Although Budapest had an advanced transportation system even prior to World War I (our capital had an underground train already in 1896, the first on the continent of Europe, and it's still in use today), decades of communism and poor urban planning wreaked havoc on the traffic system of Budapest. For many years, automobiles were in short supply. People had to wait for years to buy a second-rate car made somewhere in the Eastern bloc. In the 1980s, when the economy became more open, and it finally became easier to purchase a car, Budapest was suddenly flooded with them. It only grew in intensity after the fall of communism. As Hungary integrated with Europe and western markets, more and more cars filled Budapest. And as they did, the capital's car owners began to take over, seemingly ruling the pavement as if it were their birthright. The grand boulevards and avenues from the era of the Austro-Hungarian Empire became inner city highways, the sidewalks vanished under the parking cars, heavy traffic noise polluted the once relatively quiet city streets.
But beginning around 2000, give or take a year, city residents began to rediscover the bicycle. Two-wheeled messengers, those big city rough-necks, were the first who dared to venture into the constant gnarl of traffic and the hundreds of thousands of aggressive drivers. No surprise then that some of the leading figures among the cycle couriers, like Károly Sinka (aka Sinya) and Gábor Kürti (aka Kükü), became some of the founding fathers of Hungary's Critical Mass movement.
It began September 22, 2004 with a demonstration that attracted over 4,000 people. Not a bad turnout for an inaugural event, and the number grew quickly year to year. Ten thousand took part in 2005, 30 thousand in 2006, and in 2008, a staggering 80 thousand cyclists rolled around Budapest as part of the Critical Mass demonstration. The turnout set a record for Critical Mass worldwide, a record that still stands today. A blogger from the San Francisco Critical Mass community even wondered in 2009, Why is Critical Mass Budapest So Huge?
The blog's author made some interesting points. He asserted that the rapid rise in the number of automobiles in Budapest provoked a strong reaction among inhabitants concerned about the declining livability of the city. The blogger wrote: "When I arrived in April 2006, I saw major promotional materials about the ride in the most unlikely of places, by San Francisco standards. The free tourist booklets advertising hotels and nightlife were promoting it - on the front cover. Full size billboards beside the Danube River were promoting the ride. In the newspaper editorials, party bosses and union leaders from all political lineages were promoting the ride. Recumbent bicyclists were promoting the ride with large sign board trailers. Needless to say, I had to participate."

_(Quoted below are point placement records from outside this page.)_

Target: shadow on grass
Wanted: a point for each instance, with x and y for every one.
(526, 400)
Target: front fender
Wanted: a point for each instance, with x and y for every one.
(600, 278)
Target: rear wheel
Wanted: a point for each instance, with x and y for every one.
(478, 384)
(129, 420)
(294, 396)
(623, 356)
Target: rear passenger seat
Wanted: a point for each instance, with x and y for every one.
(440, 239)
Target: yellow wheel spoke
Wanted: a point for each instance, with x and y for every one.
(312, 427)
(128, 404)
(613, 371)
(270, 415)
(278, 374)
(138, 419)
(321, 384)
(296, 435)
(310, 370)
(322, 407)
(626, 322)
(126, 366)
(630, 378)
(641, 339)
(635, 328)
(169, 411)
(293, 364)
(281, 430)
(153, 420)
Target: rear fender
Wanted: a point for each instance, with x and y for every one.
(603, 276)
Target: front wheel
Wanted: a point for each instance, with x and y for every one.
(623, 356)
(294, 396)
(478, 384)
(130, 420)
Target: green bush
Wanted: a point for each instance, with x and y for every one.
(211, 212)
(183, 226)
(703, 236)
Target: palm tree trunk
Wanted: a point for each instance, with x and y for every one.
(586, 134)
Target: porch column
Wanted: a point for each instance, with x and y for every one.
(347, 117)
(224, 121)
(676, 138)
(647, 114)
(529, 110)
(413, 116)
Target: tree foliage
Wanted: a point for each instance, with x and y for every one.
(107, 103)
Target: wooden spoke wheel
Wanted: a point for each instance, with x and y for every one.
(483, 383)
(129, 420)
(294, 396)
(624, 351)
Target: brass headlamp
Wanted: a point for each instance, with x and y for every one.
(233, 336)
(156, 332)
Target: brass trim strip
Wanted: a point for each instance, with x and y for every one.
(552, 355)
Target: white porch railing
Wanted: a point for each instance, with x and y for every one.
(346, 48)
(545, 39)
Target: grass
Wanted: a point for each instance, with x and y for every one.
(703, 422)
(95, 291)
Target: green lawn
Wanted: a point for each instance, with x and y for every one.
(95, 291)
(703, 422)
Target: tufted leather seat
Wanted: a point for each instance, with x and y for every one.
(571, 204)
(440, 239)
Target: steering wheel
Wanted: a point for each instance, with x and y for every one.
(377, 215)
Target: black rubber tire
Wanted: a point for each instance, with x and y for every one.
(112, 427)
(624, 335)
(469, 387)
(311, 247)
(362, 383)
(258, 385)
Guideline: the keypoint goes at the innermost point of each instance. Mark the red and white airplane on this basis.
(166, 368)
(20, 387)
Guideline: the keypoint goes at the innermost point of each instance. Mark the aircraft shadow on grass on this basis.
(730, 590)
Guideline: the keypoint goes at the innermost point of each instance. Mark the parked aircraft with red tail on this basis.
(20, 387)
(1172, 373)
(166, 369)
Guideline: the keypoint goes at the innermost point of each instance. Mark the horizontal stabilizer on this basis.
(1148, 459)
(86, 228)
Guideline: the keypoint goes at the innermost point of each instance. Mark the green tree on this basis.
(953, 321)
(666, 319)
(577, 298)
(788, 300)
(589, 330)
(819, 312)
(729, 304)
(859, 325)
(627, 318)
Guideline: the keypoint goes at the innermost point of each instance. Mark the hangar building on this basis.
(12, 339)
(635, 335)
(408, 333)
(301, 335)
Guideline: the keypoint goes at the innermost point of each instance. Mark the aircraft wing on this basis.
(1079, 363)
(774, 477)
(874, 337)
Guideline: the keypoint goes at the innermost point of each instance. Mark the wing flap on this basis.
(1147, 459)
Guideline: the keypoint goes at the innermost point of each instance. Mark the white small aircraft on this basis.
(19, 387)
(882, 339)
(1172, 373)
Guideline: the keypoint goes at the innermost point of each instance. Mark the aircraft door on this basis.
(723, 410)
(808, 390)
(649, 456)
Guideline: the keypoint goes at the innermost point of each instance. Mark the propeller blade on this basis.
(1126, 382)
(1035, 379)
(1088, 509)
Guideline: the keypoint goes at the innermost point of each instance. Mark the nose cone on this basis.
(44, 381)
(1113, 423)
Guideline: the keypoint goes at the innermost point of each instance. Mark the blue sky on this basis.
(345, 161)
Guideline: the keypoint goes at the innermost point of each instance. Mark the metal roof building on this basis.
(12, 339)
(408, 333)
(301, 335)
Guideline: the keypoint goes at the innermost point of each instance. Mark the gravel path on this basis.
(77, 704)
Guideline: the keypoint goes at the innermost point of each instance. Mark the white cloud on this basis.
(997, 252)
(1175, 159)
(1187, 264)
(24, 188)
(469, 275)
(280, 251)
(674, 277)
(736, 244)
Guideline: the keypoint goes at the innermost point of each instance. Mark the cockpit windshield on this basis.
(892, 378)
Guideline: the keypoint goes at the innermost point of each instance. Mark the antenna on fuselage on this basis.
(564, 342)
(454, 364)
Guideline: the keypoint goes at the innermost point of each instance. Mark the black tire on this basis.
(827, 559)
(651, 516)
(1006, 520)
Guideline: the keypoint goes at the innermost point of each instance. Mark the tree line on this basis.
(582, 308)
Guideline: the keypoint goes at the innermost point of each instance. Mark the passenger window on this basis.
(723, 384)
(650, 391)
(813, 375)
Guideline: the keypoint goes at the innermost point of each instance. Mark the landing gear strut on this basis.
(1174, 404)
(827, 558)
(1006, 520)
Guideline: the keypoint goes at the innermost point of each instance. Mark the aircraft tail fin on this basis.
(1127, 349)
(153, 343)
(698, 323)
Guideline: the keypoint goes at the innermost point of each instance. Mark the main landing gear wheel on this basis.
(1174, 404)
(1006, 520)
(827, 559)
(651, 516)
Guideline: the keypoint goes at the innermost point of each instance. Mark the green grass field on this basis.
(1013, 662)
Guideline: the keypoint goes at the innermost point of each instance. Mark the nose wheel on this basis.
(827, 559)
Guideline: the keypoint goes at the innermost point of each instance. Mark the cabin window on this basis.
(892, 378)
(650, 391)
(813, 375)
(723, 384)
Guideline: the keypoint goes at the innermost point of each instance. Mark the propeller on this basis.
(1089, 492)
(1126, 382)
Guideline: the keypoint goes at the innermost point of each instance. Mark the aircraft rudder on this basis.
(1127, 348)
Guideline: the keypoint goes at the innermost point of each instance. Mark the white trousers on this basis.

He was not the only one to become so enthusiastic about the event. By the end, Critical Mass Budapest was no longer even a protest. It had become a fun, leisure event that inhabitants looked forward to two times a year, in April and September, when youngsters, elderly people, families with children, hipsters and crazies turned out into the streets with their dogs, flowers, ghetto blasters or other props to celebrate people power, the bikes and the city. Of course a mass protest would mean nothing if it had no impact on the everyday life of Budapest. But it did have impact. Year after year, more and more bikers showed up on the streets of the capital. Meanwhile, city leaders have taken notice, responding to some of the concrete requests. Each passing year sees a growth in the kilometers of bicycle paths along some of the busiest thoroughfares, from Andrassy Boulevard to Bajcsy-Zsilinszky to the banks of the Danube and beyond. Even the arch-enemies, the city's motorists have become more tolerant. Critical Mass played an important role in this change, making it the quietest revolution ever in Hungarian history.
But now, the era has come to an end: the organizers of Critical Mass Budapest announced recently that there will be no Critical Mass event this autumn, and the very last Critical Mass gathering will be held next spring. Why? Organizers claim that it is no longer Critical Mass anymore, an event that was supposed to be all about letting people ride their bikes. Instead, recently it has attracted a lot of stragglers, a testimony to its popularity, who are simply there to just follow their friends, family or co-workers. "The demonstration has achieved its goals," they wrote. Now, they claim, the movement needs a new shape, a civic association of bicyclists (a Kerékpárosklub or Biker's Club) needs to be strengthened and more infrastructure for bicyclists should be developed.
At the conclusion of next spring's Critical Mass Budapest, participants will lift their bikes over their heads in what has become the customary hurrah at the closing of the gathering. But if the movement's leaders and devotees have their way, it will not be the last hurrah. The movement succeeded. From now on, it's a sort of Critical Mass everyday in Budapest.